David Gistau
Se nos muere Quini
En sus últimos años estableció con los muchachos de las generaciones siguientes una hermosa relación cariñosa y tutelar que se potenciará con su eterna presencia labrada en mármol en la fachada del estadio
De mi tiempo de infancia en Gijón recuerdo el descubrimiento del fútbol de marea baja. Es decir, las pachangas sucesivas sobre la arena dura que en invierno llenaban entera la playa de San Lorenzo y en las que era fácil entrar siempre que se trajera a otro para no desparejar los equipos. Más allá del río Piles, estaba El Molinón como irradiando encanto, porque otra cosa que aprendí en Gijón fue cuán fuerte es la identidad de un equipo alrededor del cual, enamorada, se aprieta entera una ciudad futbolera y además norteña, para mayor gloria. A veces, en las pachangas playeras entraba algún jugador o exjugador del Sporting: siempre he presumido de haber sido conminado por Uría, a los catorce años, a abstenerme de entrar por su zona. Otras veces circulaba el rumor de que entre los espectadores acodados en la baranda había ojeadores de Mareo y entonces los chavales de la playa empezaban a entrar fuerte, a jugar en serio. Una vez alguien dijo que ahí arriba estaba Quini y lo que sucedió entonces fue que los partidos se detuvieron para otearlo.
En mi primera vez en El Molinón no habría sido posible ver a Quini, aunque ya había regresado del Barcelona para postergar en casa una retirada anunciada y sellada con un partido homenaje junto a la Diagonal. Venía el Real Madrid pero justo se estaba cumpliendo una sonada huelga de futbolistas, por lo que tuvieron que salir a jugar juveniles: 0-1 para el Real Madrid, si la memoria no me falla. Aquel Gijón y aquel Sporting míos son exactamente los que salen en «Volver a empezar», la película de Garci. Reconozco en ella hasta evocaciones de las grisuras, así como de la mole industrial de Ensidesa, en cuyo equipo Quini jugó, que de noche, afilada como un esqueleto y llena de luces dispersas, ofrecía en la carretera una visión como de «Blade Runner». Mis recuerdos del Quini anterior no son tan concretos. A mi alma madridista tampoco tuvo que resultarle simpático que migrara al Barsa de Maradona y Schuster del cual se me quedó fijada la imagen de Perico Alonso corriendo con los pulgares arriba. Recuerdo un gol oportunista en una final de Recopa contra el Standard de Lieja que resume su listeza de nueve predador que en Gijón fundó una especie cuyo último ejemplar conocido es David Villa. Recuerdo el desasosiego nacional por su secuestro que, de forma indirecta, contribuyó al advenimiento de aquella Real Sociedad que también compuso en gran parte la selección mundialista del 82. Con España no recuerdo muchas grandes noches de Quini, pero sí sé de una lesión grave que le infligió con un codazo en el pómulo nadie menos que George Best.
El Quini de los últimos años, incluido aquel que durante mucho tiempo llevó impresas en el rostro las devastaciones de un cáncer, es el que me resulta conmovedor pese a que ya no sea posible hablar de su humanidad y de su bondad sin rozar un cliché. El delegado en la banda, metido junto a los demás en el autobús de un equipo al que a menudo se le hizo demasiado larga la estancia en Segunda. El paseante por el cual los vecinos de Gijón seguían deteniendo el paso junto a la Escalerona. La leyenda que, en lugar de resultar abrumadora, establece con los muchachos de las generaciones siguientes una hermosa relación cariñosa y tutelar que ahora no terminará, sino que se potenciará con la eterna presencia intangible de un nueve cuyo nombre queda labrado como en mármol en la fachada del estadio.
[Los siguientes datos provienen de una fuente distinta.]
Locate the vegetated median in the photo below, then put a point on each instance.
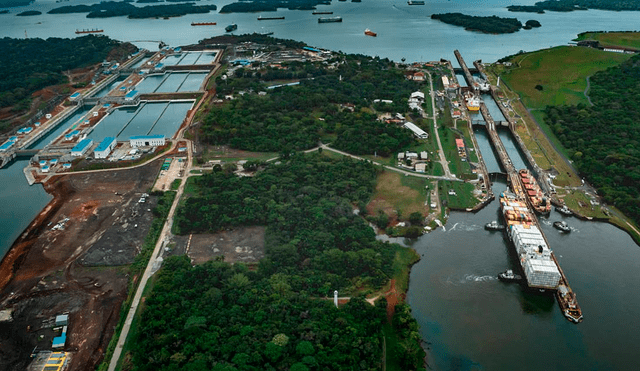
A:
(277, 315)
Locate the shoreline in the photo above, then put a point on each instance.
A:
(12, 260)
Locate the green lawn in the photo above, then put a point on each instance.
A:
(623, 39)
(463, 197)
(560, 71)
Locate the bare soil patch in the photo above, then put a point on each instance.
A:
(239, 245)
(46, 273)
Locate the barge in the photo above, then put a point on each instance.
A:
(329, 19)
(535, 197)
(93, 30)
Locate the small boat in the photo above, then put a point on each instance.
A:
(564, 210)
(508, 276)
(562, 225)
(261, 18)
(329, 19)
(493, 226)
(93, 30)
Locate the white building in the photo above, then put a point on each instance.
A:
(147, 140)
(416, 130)
(105, 147)
(81, 148)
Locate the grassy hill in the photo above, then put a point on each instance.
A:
(560, 74)
(622, 39)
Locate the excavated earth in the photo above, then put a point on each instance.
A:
(73, 258)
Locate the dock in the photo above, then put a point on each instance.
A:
(564, 294)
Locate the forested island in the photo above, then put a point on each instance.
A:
(604, 137)
(22, 75)
(492, 24)
(280, 121)
(571, 5)
(14, 3)
(271, 5)
(29, 13)
(117, 9)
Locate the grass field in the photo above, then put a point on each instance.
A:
(396, 194)
(562, 72)
(623, 39)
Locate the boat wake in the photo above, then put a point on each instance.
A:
(469, 278)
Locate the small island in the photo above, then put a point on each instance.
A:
(28, 13)
(571, 5)
(271, 5)
(493, 24)
(531, 24)
(123, 8)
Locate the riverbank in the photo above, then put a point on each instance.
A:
(71, 259)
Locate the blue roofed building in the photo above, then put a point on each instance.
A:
(82, 148)
(147, 140)
(105, 147)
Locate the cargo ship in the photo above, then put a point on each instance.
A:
(536, 198)
(329, 19)
(93, 30)
(538, 266)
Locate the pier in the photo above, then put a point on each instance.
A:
(564, 294)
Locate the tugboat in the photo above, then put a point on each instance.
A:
(509, 276)
(493, 226)
(564, 210)
(562, 225)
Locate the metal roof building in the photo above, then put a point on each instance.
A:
(81, 148)
(105, 147)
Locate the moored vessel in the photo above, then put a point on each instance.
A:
(509, 276)
(564, 210)
(562, 225)
(368, 32)
(203, 23)
(494, 226)
(534, 194)
(93, 30)
(329, 19)
(533, 254)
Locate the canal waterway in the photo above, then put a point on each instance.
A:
(472, 321)
(162, 118)
(171, 82)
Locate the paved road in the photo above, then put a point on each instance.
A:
(410, 173)
(443, 159)
(166, 230)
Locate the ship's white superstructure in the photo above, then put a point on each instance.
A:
(534, 255)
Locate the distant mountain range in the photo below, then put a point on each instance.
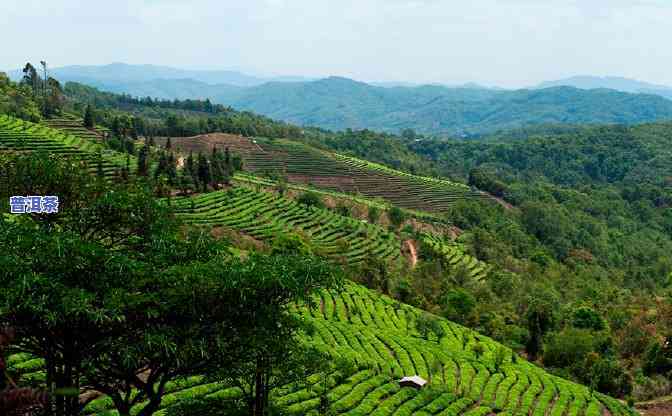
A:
(339, 103)
(123, 74)
(613, 83)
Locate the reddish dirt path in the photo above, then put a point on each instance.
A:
(655, 408)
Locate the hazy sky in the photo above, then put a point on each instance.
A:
(510, 43)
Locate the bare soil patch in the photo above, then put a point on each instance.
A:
(206, 142)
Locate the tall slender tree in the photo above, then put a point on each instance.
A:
(89, 121)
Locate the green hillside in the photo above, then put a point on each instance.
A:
(20, 135)
(264, 215)
(469, 374)
(301, 163)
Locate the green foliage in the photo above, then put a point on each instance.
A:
(459, 305)
(658, 358)
(396, 216)
(310, 199)
(585, 317)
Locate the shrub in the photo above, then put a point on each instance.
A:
(585, 317)
(397, 216)
(310, 199)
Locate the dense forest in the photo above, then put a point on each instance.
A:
(579, 233)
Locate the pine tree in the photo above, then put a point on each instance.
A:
(99, 171)
(162, 167)
(143, 165)
(89, 121)
(204, 174)
(171, 169)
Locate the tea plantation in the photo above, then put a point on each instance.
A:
(468, 374)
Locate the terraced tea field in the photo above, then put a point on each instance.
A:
(456, 258)
(74, 126)
(263, 215)
(380, 337)
(301, 163)
(20, 135)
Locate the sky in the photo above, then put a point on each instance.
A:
(508, 43)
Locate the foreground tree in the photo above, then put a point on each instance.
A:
(118, 300)
(269, 354)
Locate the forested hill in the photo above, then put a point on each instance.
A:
(339, 103)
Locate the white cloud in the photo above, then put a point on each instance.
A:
(507, 42)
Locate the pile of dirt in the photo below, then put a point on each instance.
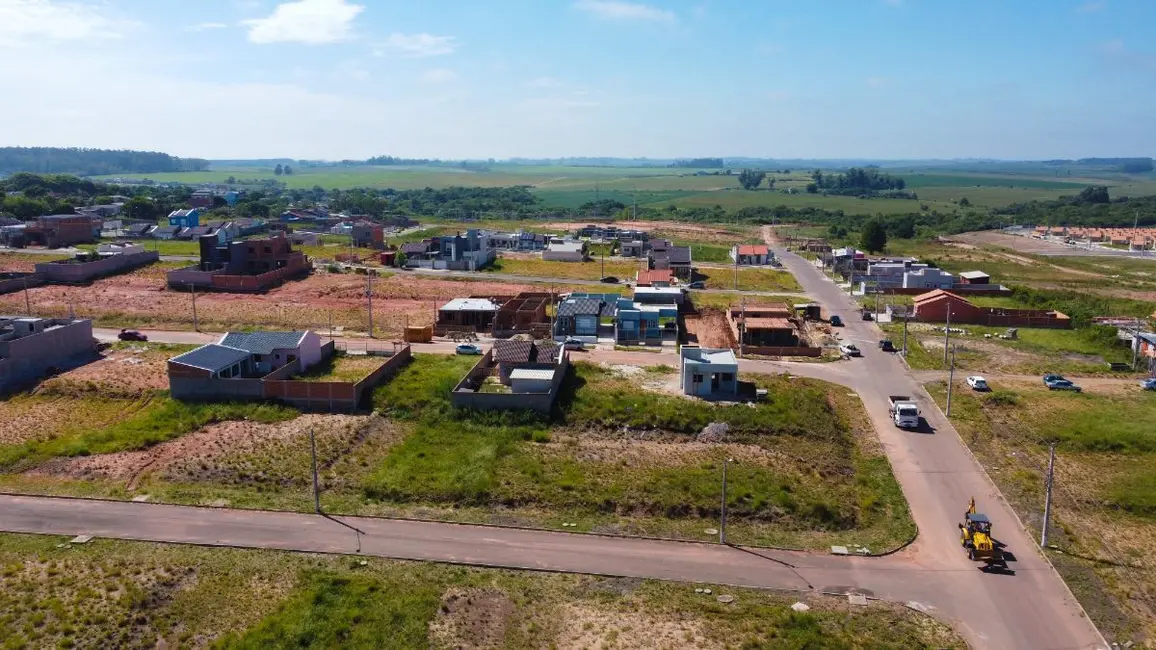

El otro día, cuando Quini desfalleció sobre el volante de su coche, dos policías acudieron y trataron de salvarlo con maniobras de reanimación. Se les iba y uno de ellos gritó: «¡Que venga la ambulancia que se nos muere Quini!». Se nos muere Quini. Imagino ese grito transmitiéndose por la ciudad, ganándola entera, acongojándola entera. Imagino ese grito que, al dejar de resonar, sacó todo Gijón para acudir en peregrinación de despedida al estadio, más allá del río Piles, no tan lejos de donde aparecían balones y se podía entrar a jugar en cuanto bajaba la marea.